By the time you read this President Trump should have nominated a replacement for Anthony Kennedy on the U.S. Supreme Court, setting up what is expected to be an especially bitter and close confirmation battle in the Senate. But as the conservative Campus Reform group illustrated last week, some college students didn’t feel like waiting for a name — or even a gender — before condemning the selection.

“He’s quite, you know, extreme in his views,” said one student at New York University.

“It’s all over the news that he’s, he’s like, uh, racist and s–t,” said another young scholar.

It’s easy to mock such smug cluelessness, but the hysteria it represents is no laughing matter because it reflects the degree to which the democratic process has been ceded to nine appointed-for-life justices, vesting the outcome with such an unhealthy degree of importance that people on both sides of the debate are willing to do or say almost anything to come out on top.

It’s fitting that abortion is fueling much of the current angst because its 1973 Roe vs. Wade decision, which discovered a long-overlooked right to abortion lurking in the Constitution’s penumbra, epitomizes the problem. Contrary to much of the recent commentary, abortion would not suddenly go away even if the court were to reverse its Roe decision. The issue would simply return to the 50 state legislatures, with all the political messiness and diversity of outcomes that implies.

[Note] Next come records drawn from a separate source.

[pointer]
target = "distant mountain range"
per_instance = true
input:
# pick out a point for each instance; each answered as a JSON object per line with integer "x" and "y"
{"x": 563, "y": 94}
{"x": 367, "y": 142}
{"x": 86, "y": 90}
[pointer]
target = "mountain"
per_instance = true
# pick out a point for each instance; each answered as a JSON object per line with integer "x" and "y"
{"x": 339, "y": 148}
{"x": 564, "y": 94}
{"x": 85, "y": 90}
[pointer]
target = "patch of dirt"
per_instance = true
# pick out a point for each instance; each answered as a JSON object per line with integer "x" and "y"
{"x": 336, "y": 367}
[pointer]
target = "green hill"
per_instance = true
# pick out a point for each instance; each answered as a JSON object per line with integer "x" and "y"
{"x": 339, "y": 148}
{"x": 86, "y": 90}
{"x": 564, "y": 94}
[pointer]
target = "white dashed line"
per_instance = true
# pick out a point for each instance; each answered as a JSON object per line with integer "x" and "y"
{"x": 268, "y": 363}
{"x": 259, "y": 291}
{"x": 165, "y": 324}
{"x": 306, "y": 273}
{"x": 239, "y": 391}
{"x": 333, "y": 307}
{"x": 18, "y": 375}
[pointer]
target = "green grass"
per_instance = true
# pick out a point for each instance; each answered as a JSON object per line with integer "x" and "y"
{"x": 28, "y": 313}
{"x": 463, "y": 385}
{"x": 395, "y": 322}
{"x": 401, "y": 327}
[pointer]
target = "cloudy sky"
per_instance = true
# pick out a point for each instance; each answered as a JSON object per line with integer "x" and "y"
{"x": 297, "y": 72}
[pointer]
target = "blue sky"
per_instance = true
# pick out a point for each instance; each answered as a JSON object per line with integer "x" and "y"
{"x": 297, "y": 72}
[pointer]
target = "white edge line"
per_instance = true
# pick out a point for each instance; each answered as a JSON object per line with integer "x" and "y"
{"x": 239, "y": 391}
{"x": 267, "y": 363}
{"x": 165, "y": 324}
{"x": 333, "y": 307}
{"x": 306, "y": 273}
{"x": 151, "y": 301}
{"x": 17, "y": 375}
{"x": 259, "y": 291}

A constitutional amendment could change that one way or the other, of course, but that process is even more cumbersome. Amendments must be proposed by two-thirds of both houses of Congress or by a constitutional convention called for by two-thirds of the state legislatures, then ratified by the legislatures of three-fourths of the states. But the last amendment was ratified in 1992.

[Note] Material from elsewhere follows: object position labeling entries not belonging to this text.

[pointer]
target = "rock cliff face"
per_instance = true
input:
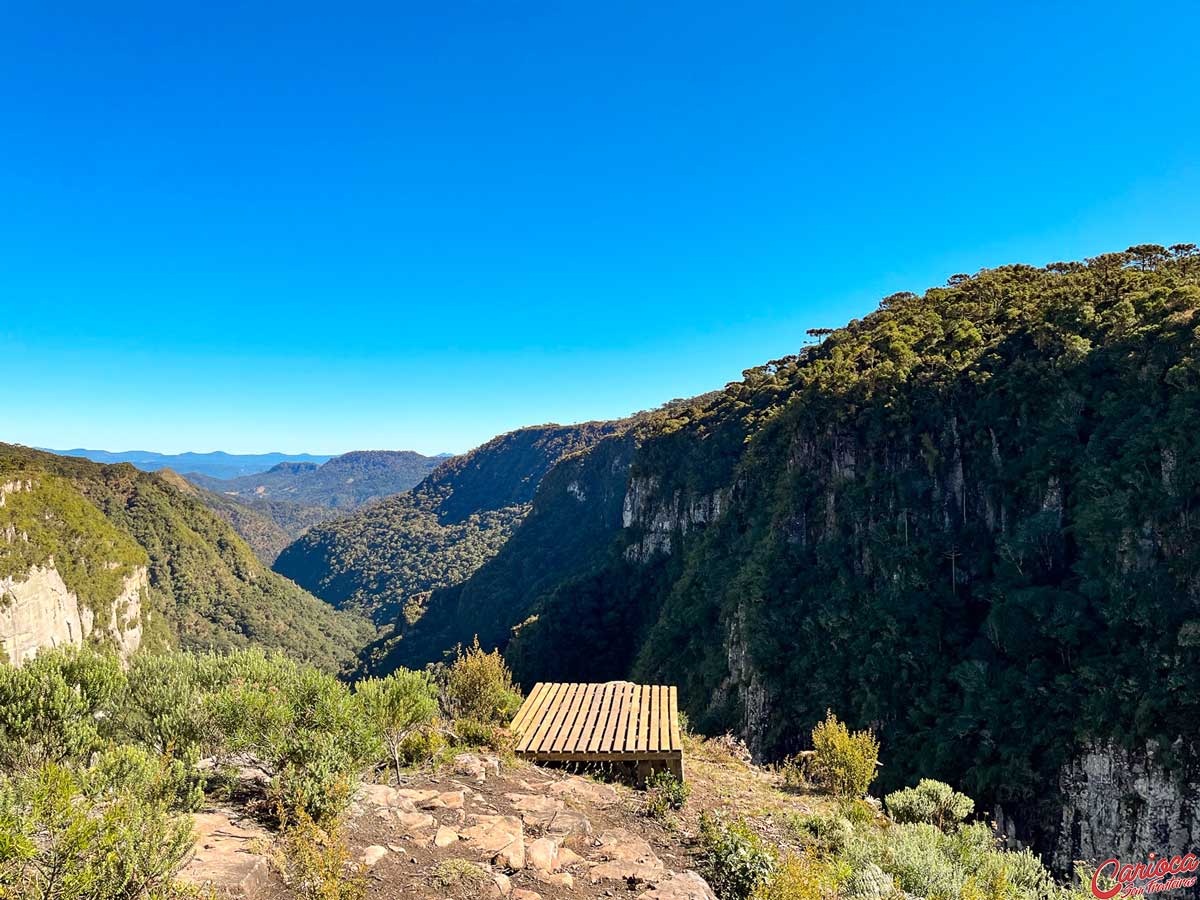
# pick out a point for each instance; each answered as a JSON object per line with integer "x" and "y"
{"x": 40, "y": 611}
{"x": 1125, "y": 804}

It’s so much easier to let the courts do democracy’s heavy lifting.

Except that’s not really democracy at all. The fact that we’re still arguing over the legality of abortion illustrates the danger of making such momentous decisions in such a non-democratic way, just as the Supreme Court’s 5-4 decision upholding same-sex marriage in 2015 did not end the debate about gay rights. Contrast that approach to slavery, which contrary to popular opinion was abolished not by Lincoln’s Emancipation Proclamation but by the 13th Amendment.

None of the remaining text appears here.